Spain has set up a national agency for accreditation and quality evaluation in a bid to make the country's higher education system more competitive and to bring it a step closer to conformity with the Bologna process.
The Spanish government has said the agency, to be known as Aneca, will be independent. But the choice of a senior member of government as its head has caused some to doubt this.
Agency director Ismael Crespo was director-general of universities at the ministry of education.
Francisco Michavila, director of the Unesco chair of university management at Madrid's Technical University, said: "Evaluation is a good thing but it has to be seen to be independent. With Crespo as new director, political independence is not so clear."

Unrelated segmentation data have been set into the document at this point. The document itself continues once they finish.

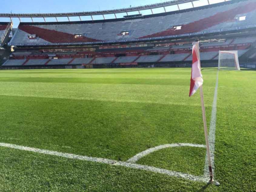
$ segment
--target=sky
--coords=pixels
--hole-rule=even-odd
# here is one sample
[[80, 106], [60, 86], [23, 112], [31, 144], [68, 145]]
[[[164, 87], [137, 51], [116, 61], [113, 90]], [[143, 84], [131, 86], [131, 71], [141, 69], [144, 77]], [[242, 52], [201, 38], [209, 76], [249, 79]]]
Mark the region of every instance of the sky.
[[[137, 6], [167, 1], [165, 0], [0, 0], [0, 13], [68, 13], [81, 11], [90, 11], [126, 8], [131, 6]], [[216, 3], [224, 1], [224, 0], [209, 0], [210, 4]], [[199, 6], [207, 4], [207, 0], [199, 0], [195, 2], [195, 6]], [[187, 8], [192, 6], [191, 3], [184, 4], [180, 7], [181, 9]], [[167, 7], [167, 11], [176, 11], [176, 6]], [[154, 13], [162, 13], [162, 8], [153, 10]], [[150, 11], [141, 11], [144, 15], [151, 14]], [[138, 14], [131, 12], [129, 15]], [[118, 17], [122, 18], [124, 14], [117, 14]], [[113, 19], [113, 15], [105, 15], [106, 19]], [[103, 19], [103, 16], [93, 16], [94, 19]], [[31, 22], [29, 18], [21, 18], [22, 22]], [[71, 21], [78, 21], [75, 17], [70, 18]], [[83, 20], [91, 20], [89, 17], [82, 17]], [[55, 21], [55, 18], [47, 19], [47, 21]], [[34, 18], [34, 22], [43, 21], [42, 18]], [[66, 17], [58, 19], [59, 21], [68, 21]], [[9, 21], [9, 18], [0, 18], [0, 21]], [[13, 19], [14, 27], [19, 24], [18, 19]]]

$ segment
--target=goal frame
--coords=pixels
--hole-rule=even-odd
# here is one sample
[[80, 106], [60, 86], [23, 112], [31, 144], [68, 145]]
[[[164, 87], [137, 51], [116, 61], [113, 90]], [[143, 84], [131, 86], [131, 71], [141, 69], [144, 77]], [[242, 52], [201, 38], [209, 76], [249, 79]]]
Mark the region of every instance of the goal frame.
[[[220, 56], [221, 53], [232, 54], [234, 56], [234, 60], [235, 61], [235, 66], [232, 67], [225, 67], [220, 66]], [[218, 70], [228, 70], [240, 71], [240, 66], [239, 65], [239, 60], [238, 59], [238, 54], [237, 51], [219, 51], [219, 61], [218, 63]]]

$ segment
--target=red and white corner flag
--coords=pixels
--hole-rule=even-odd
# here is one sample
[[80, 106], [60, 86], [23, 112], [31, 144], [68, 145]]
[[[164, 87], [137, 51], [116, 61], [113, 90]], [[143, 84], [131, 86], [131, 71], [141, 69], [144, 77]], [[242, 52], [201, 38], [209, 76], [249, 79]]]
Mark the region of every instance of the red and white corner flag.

The new agency will act in four areas. The first is evaluation of academics, which will take two forms: evaluation of staff applying for non-tenured contract posts and evaluation of the research and teaching performance and administrative capacity of academics already in post.
A second area will be evaluating the results of universities' own quality programmes to measure institutional quality.
The third area will be certification of quality.
Participation in these three areas will be voluntary.
The fourth process, accreditation, will be compulsory for the programmes of all state and private universities, including foreign ones with campuses in Spain.
Evaluation will be carried out by peer review and the results made public. But the education ministry stresses that the results would not be unified to provide a league table of universities.
"Aneca will provide transparent and exhaustive information but not a ranking," a ministry official said.
But publication of any performance indicators is likely to prove controversial in Spain.